The calculated equilibrium mole fractions of CO₂ in the liquid phase are close to the literature data (Table 3). The average error of the calculated equilibrium mole fractions for all experiments is 13%. Moreover, the highest error is observed for experiments at the external target parameters 313 K and 7.8 MPa (25%), which are close to the critical parameters of the “2-propanol—CO₂” system. This is due to the fact that the system in near critical conditions is less stable, and PR-EoS is worse for describing the system in a subcritical state.

4. Conclusions

Experimental studies of the kinetics of “2-propanol—CO₂” system phase transitions under high pressure have been carried out. It was found that with an isobaric increase in temperature, the solubility of CO₂ in 2-propanol decreases, and with an isothermal pressure increase, on the contrary, it increases. The system with alginate gel takes more than two times longer to reach a state of equilibrium. As a result of the experimental study, the kinetic curves of phase transitions were obtained using a new method with and without the presence of a porous body (alginate gel).

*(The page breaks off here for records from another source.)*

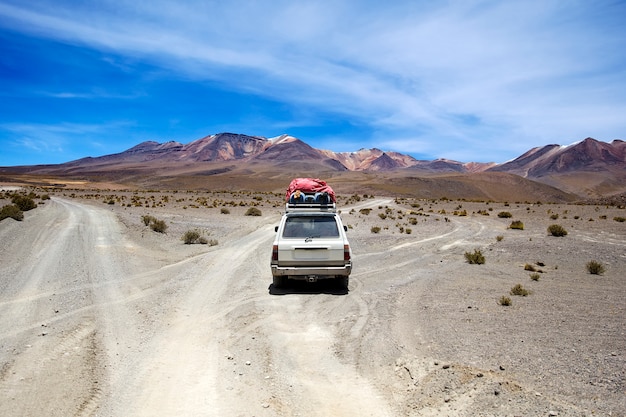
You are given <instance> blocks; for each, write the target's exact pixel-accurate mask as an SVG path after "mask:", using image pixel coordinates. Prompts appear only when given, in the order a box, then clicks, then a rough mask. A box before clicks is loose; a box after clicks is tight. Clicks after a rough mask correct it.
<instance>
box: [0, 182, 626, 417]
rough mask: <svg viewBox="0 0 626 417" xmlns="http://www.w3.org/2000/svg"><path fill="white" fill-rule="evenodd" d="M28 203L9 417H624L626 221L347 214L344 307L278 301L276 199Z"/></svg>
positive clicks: (5, 322)
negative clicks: (519, 288)
mask: <svg viewBox="0 0 626 417" xmlns="http://www.w3.org/2000/svg"><path fill="white" fill-rule="evenodd" d="M14 192H25V193H28V192H33V193H34V194H35V195H36V197H35V198H34V199H35V201H36V202H37V204H38V207H37V208H35V209H33V210H30V211H27V212H25V213H24V219H23V221H15V220H13V219H12V218H7V219H5V220H2V221H1V222H0V242H1V243H0V415H2V416H63V417H67V416H107V417H108V416H110V417H113V416H116V417H117V416H324V417H328V416H625V415H626V325H625V323H626V299H625V296H626V222H623V221H620V220H623V218H624V217H626V209H624V208H623V207H622V208H619V207H614V206H603V205H575V204H547V203H541V202H527V201H526V202H522V201H520V202H513V201H511V202H507V203H505V202H482V201H460V200H448V199H441V200H410V199H397V198H394V197H393V196H373V195H354V196H342V197H340V198H339V201H338V207H339V208H340V210H341V215H342V219H343V222H344V224H346V225H348V227H349V230H348V237H349V239H350V243H351V246H352V250H353V253H354V269H353V274H352V275H351V280H350V286H349V290H348V291H345V290H343V289H341V288H340V287H338V286H336V285H334V284H333V283H331V282H317V283H312V284H311V283H303V282H295V283H293V284H290V285H289V286H287V287H286V288H284V289H275V288H273V286H272V285H271V282H272V277H271V272H270V267H269V259H270V253H271V244H272V239H273V236H274V226H275V225H277V224H278V221H279V219H280V216H281V213H282V211H283V200H282V198H283V196H282V195H281V194H279V193H244V192H225V191H224V192H220V191H214V192H181V191H178V192H167V191H123V190H115V191H102V190H100V191H90V190H68V189H21V190H15V189H11V190H9V189H5V190H4V191H0V207H1V206H3V205H5V204H10V198H11V197H10V196H11V194H12V193H14ZM251 207H256V208H258V209H259V210H260V211H261V215H260V216H248V215H246V212H247V211H248V210H249V209H250V208H251ZM501 212H508V213H510V214H511V217H499V216H498V214H499V213H501ZM145 216H152V217H153V218H155V219H158V220H162V221H163V222H164V223H165V224H166V225H167V230H166V231H165V233H159V232H156V231H154V230H152V229H151V227H150V226H146V224H144V221H143V220H144V219H145V218H147V217H145ZM513 220H519V221H521V222H522V223H523V225H524V228H523V230H519V229H511V228H509V226H510V225H511V223H512V221H513ZM551 224H558V225H561V226H562V227H563V228H564V229H565V230H566V231H567V232H568V233H567V235H566V236H562V237H555V236H552V235H550V234H549V233H548V232H547V228H548V226H550V225H551ZM373 228H380V230H379V231H378V232H377V233H375V232H374V231H373ZM190 230H192V231H197V232H198V233H199V234H200V235H201V236H202V237H204V238H205V240H206V241H207V244H185V243H184V242H183V241H182V240H181V237H182V236H183V235H184V234H185V232H187V231H190ZM475 250H478V251H480V253H482V254H483V255H484V258H485V263H484V264H470V263H468V261H467V260H466V257H465V254H466V253H468V254H470V253H473V252H474V251H475ZM590 261H596V262H599V263H600V264H602V266H604V267H605V271H604V273H602V274H590V273H589V271H588V269H587V267H586V265H587V263H588V262H590ZM517 284H520V285H521V286H522V287H523V288H524V289H526V290H528V291H529V294H528V295H526V296H518V295H511V294H510V291H511V289H512V288H513V287H514V286H516V285H517ZM503 297H508V298H509V299H510V302H511V303H510V305H502V301H503V300H502V299H503Z"/></svg>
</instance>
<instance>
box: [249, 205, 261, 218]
mask: <svg viewBox="0 0 626 417" xmlns="http://www.w3.org/2000/svg"><path fill="white" fill-rule="evenodd" d="M262 215H263V213H262V212H261V210H259V209H258V208H256V207H250V208H249V209H248V210H247V211H246V216H262Z"/></svg>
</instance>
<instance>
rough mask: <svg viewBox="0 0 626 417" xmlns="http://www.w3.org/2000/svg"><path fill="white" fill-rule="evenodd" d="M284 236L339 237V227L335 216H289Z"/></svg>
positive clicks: (297, 237) (321, 237)
mask: <svg viewBox="0 0 626 417" xmlns="http://www.w3.org/2000/svg"><path fill="white" fill-rule="evenodd" d="M283 237H285V238H290V237H291V238H307V237H317V238H323V237H339V229H337V222H336V221H335V218H334V217H333V216H289V217H288V218H287V219H286V221H285V228H284V229H283Z"/></svg>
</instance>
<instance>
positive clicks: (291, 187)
mask: <svg viewBox="0 0 626 417" xmlns="http://www.w3.org/2000/svg"><path fill="white" fill-rule="evenodd" d="M296 190H300V191H302V192H303V193H328V196H329V197H330V201H332V202H333V203H335V202H336V201H337V200H335V192H334V191H333V189H332V188H330V186H329V185H328V184H326V181H322V180H320V179H317V178H295V179H293V180H291V183H290V184H289V188H287V195H286V196H285V199H286V201H289V197H291V194H293V193H294V192H295V191H296Z"/></svg>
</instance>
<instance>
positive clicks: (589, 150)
mask: <svg viewBox="0 0 626 417" xmlns="http://www.w3.org/2000/svg"><path fill="white" fill-rule="evenodd" d="M12 174H13V175H31V176H54V177H61V178H74V179H80V178H83V179H86V180H89V181H94V180H95V179H97V180H98V181H102V180H105V181H108V182H116V183H122V184H134V185H137V186H154V185H159V186H163V185H165V186H167V185H168V184H169V185H171V186H181V184H183V183H184V184H186V185H187V186H188V187H190V188H202V185H201V184H205V186H206V185H207V184H208V183H211V184H213V185H215V184H217V183H219V184H220V185H225V186H229V187H233V186H238V184H239V185H241V186H243V185H245V184H246V183H248V184H250V183H251V182H253V181H261V182H263V183H264V184H265V185H266V186H269V187H277V188H280V187H282V186H283V185H284V181H286V178H289V177H294V176H315V177H327V178H329V177H333V178H335V179H336V180H338V181H337V182H338V183H340V184H345V185H346V186H347V185H348V184H350V183H351V182H353V183H354V184H360V185H363V186H365V184H366V183H367V184H368V185H367V186H368V187H370V188H374V189H376V190H377V191H380V190H383V189H385V188H389V187H391V188H392V189H393V188H398V189H403V190H404V191H406V190H407V189H410V187H418V188H419V189H420V190H421V189H423V187H425V185H426V184H425V180H426V179H429V180H430V181H435V179H437V180H436V181H438V182H440V183H442V184H443V183H450V182H454V183H455V184H456V185H455V186H454V187H452V188H453V189H457V188H459V187H458V184H466V185H467V187H469V186H470V185H471V184H472V183H474V184H478V183H481V182H484V183H485V184H487V185H485V187H491V188H492V189H493V188H494V187H496V184H497V183H498V182H500V183H504V184H506V183H508V184H509V186H510V185H511V181H513V182H516V183H520V182H521V181H522V180H524V181H531V182H533V183H539V184H543V185H544V186H547V187H553V188H555V189H556V190H557V191H560V192H562V193H564V195H562V196H558V197H557V196H556V195H557V194H559V193H558V192H556V191H555V192H554V193H552V194H554V196H555V199H556V200H562V199H565V200H567V199H570V200H571V199H575V198H576V197H578V198H580V197H602V196H607V195H615V194H620V193H623V192H626V185H625V184H626V142H624V141H622V140H614V141H612V142H610V143H606V142H601V141H598V140H595V139H593V138H586V139H584V140H582V141H580V142H577V143H574V144H572V145H569V146H561V145H547V146H542V147H537V148H533V149H530V150H529V151H527V152H526V153H524V154H523V155H521V156H519V157H518V158H515V159H513V160H511V161H508V162H505V163H500V164H498V163H476V162H467V163H463V162H458V161H452V160H447V159H435V160H431V161H427V160H417V159H415V158H413V157H411V156H409V155H404V154H401V153H398V152H385V151H382V150H380V149H376V148H374V149H360V150H358V151H355V152H333V151H329V150H320V149H316V148H314V147H312V146H310V145H308V144H307V143H305V142H304V141H302V140H300V139H298V138H295V137H293V136H289V135H282V136H278V137H275V138H270V139H268V138H264V137H261V136H249V135H243V134H235V133H219V134H215V135H209V136H206V137H203V138H201V139H198V140H195V141H193V142H190V143H188V144H182V143H179V142H173V141H172V142H165V143H159V142H154V141H148V142H143V143H140V144H138V145H136V146H134V147H132V148H130V149H128V150H126V151H124V152H121V153H117V154H111V155H105V156H100V157H87V158H82V159H78V160H75V161H71V162H67V163H64V164H58V165H36V166H28V167H8V168H0V179H2V177H4V178H7V175H8V176H10V175H12ZM511 176H513V177H515V178H511ZM208 178H211V180H210V181H209V180H208ZM505 178H506V180H504V179H505ZM485 181H486V182H485ZM377 182H379V184H378V185H377V184H376V183H377ZM416 182H418V183H419V184H417V183H416ZM522 182H523V181H522ZM403 184H404V185H403ZM489 184H491V185H489ZM383 185H384V186H383ZM430 187H431V188H432V190H433V191H434V190H436V188H437V186H430ZM467 187H466V188H467ZM252 188H254V187H252ZM366 188H367V187H366ZM426 188H428V187H426ZM469 188H471V187H469ZM521 188H524V187H518V189H521ZM525 188H528V187H525ZM457 191H459V190H457ZM483 191H484V190H483ZM483 191H481V192H482V193H483V194H485V192H483ZM455 194H459V193H458V192H455ZM460 194H464V193H463V192H461V193H460ZM470 194H471V193H470ZM479 194H480V193H479ZM486 194H489V193H488V192H487V193H486ZM531 194H532V193H531ZM539 194H542V195H545V194H546V191H542V192H540V193H539ZM548 194H550V193H548ZM565 195H569V197H567V196H565ZM482 197H484V195H483V196H482Z"/></svg>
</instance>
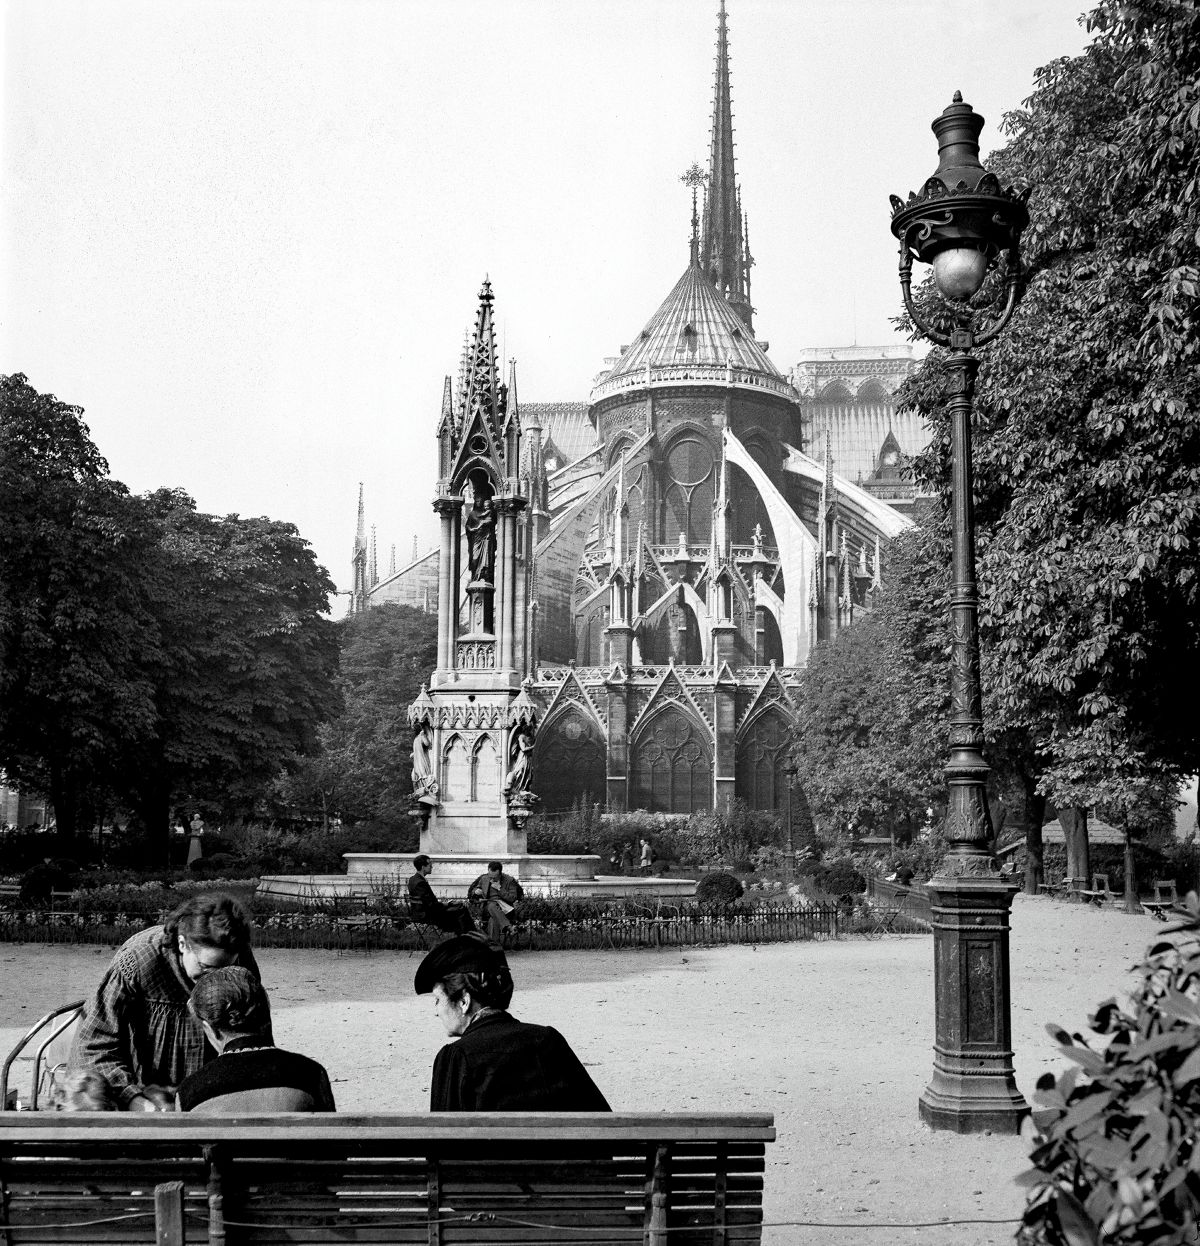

A new approach was proposed for calculating the mass transfer coefficient in the system under consideration. It was calculated using the Peng-Robinson equation of state with Van der Waals mixing rules. The proposed equations accurately describe the mass transfer process, and the error between the calculated and experimental data was, on average, 2%. The calculated values of the mass transfer coefficient and the analysis led to an important conclusion about the influence of external parameters on the transport rate in the heterogeneous system “2-propanol—CO₂” with and without the presence of a porous body (alginate gel).

The data can be used to study the kinetic characteristics of many supercritical processes. The proposed approach can be used for optimization of processes that are carried out under conditions close to critical. This will help in the production of aerogels, and in some cases, it can be used in supercritical extraction, drying, etc.